CD blocks in Purulia district

Neturia is located at .

The Neturia CD block is located in the north-western part of the district. The Damodar marks the northern boundary of the Neturia CD block. The Damodar Dwaraka upland is an extension of the Chota Nagpur Plateau. The area is undulating with hillocks of hard rocks.

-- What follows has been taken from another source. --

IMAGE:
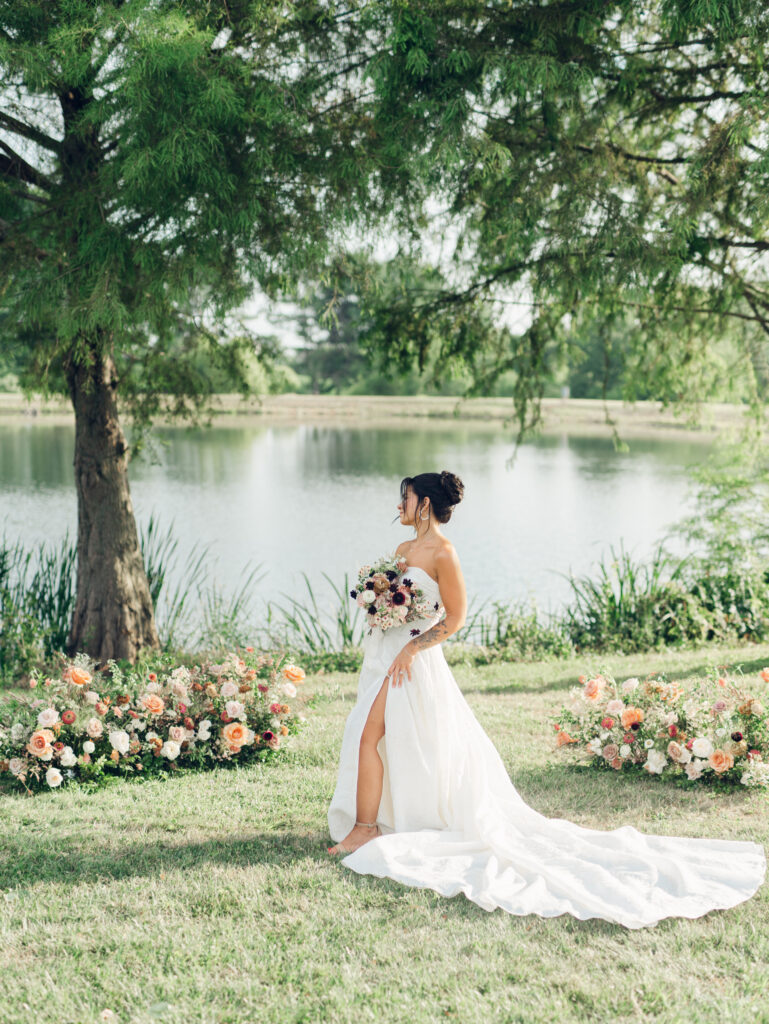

The Neturia CD block is bounded by the Nirsa CD block, in the Dhanbad district of Jharkhand, and the Asansol Municipal Corporation, in the Paschim Bardhaman district, both across the Damodar River on the north, the Santuri CD block on the east, the Raghunathpur I CD block on the south and the Raghunathpur II CD block on the west.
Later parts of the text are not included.